Of course, none of these drugs are the end of the victory.
At present, the targeted drugs that have been marketed are mainly clinically positioned as supplements to the previous ones, and the main application scenarios are to improve the standard for patients with refractory (poor conventional lupus effect) or lupus erythematosus.
The same is true from a clinical design point of view. According to the existing marketed macromolecule drugs, the main clinical inclusion of patients is patients with moderate to severe SLE, and **combined with standards**.
In addition, most efficacy measures were SRI-4 or BICLA, which only reflected the improvement in disease activity after treatment compared to baseline, and did not measure "** or near**" indicators, such as the proportion of patients achieving DORIS (Systemic Lupus Erythematosus Mitigation Definition Working Group) remission or LLDAS (low disease activity).
This is because the primary endpoint is easier to meet in the current clinical setting than with DoRIS remission or LLDAS. Taking belimumab as an example, retrospective analysis results showed that in the two clinical trials of BLISS-52 and BLISS-76, the proportion of DORIS response was only 5-6%, and the LLDAS compliance rate was only 12-15%.
In fact, many of the biologics or targeted small molecule drugs mentioned above in the late-stage development are also positioned to alleviate disease activity, rather than a state of "complete drug response".
Obviously, this battle can continue to move forward.

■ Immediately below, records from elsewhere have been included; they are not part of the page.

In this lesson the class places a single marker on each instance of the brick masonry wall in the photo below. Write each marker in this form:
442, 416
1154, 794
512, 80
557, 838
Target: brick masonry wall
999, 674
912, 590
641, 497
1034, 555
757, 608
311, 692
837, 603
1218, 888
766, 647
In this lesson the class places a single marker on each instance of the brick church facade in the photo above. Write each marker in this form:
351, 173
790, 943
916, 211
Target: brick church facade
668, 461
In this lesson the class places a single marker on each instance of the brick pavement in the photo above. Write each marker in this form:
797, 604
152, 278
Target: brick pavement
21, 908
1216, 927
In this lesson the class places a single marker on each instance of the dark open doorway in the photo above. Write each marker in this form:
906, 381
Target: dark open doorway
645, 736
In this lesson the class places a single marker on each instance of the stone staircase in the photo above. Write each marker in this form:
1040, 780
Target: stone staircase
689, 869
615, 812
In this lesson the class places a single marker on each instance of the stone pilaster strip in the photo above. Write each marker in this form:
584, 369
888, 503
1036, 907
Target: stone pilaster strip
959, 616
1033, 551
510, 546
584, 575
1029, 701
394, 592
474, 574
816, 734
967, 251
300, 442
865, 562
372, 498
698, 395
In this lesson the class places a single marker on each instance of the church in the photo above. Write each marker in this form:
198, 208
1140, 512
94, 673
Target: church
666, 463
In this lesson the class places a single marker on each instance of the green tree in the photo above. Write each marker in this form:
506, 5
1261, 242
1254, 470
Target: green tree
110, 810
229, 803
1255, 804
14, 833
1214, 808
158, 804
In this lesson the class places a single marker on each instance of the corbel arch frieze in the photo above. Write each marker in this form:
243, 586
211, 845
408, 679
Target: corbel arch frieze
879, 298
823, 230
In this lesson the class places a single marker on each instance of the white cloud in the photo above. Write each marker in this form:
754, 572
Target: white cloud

04 Will car-t** be the final answer?
Perhaps, car-t** can bring us even more surprises.
From the perspective of mechanism, the pathogenesis and progression of systemic lupus erythematosus are closely related to B cells, so targeting B cells has always been an important direction of research and development.
Previously, it was difficult to achieve ** results due to factors such as the inability to completely eliminate B cells or completely inhibit the activity of B cells, while CAR-T ** has this possibility.
CAR-T** can be differentiated from plasma cells by expressing CD19 CAR-specific killer B cells, or by expressing BCMA CAR-specific killer B cells, which is expected to achieve the effect of deep clearance of lupus erythematosus pathogenic B cells, trigger immune "reset", and completely alleviate lupus erythematosus disease.
After scientists at the University of Tennessee Health Science Center in the United States validated this possibility in a mouse model in 2019, research on the application of CAR-T** in lupus erythematosus** is on the fast track.
At the ASH 2023 Annual Meeting, the Georg Schett team updated research data showing good results. Eight patients with lupus erythematosus achieved complete remission after 3 months of treatment, after which SLEDAI maintained a score of 0. Five patients with lupus erythematosus who were followed up for 14-24 months had reconstitution of B cells and remained in remission.
Not only overseas studies, but also the research team of Zhongshan People's Hospital has carried out similar studies, and the conclusion is also the same: CAR-T*** lupus erythematosus is expected to be safe and efficient to achieve one-time **.
This is undoubtedly a new hope for lupus erythematosus patients. Of course, whether the conclusion is correct or not remains to be tackled by pharmaceutical companies. Up to now, many companies around the world, including Novartis, have entered the exploration of CAR-T** in the field of lupus erythematosus.
Among them, domestic pharmaceutical companies are the backbone. As shown in the figure above, including IASO Biotech, Baiji Gene, JW Therapeutics, Heyuan Biotech, etc., all have layouts, and domestic pharmaceutical companies are in a leading position in terms of both the number of layouts and the progress.
So, will domestic pharmaceutical companies be the first to stand out?Let's wait and see.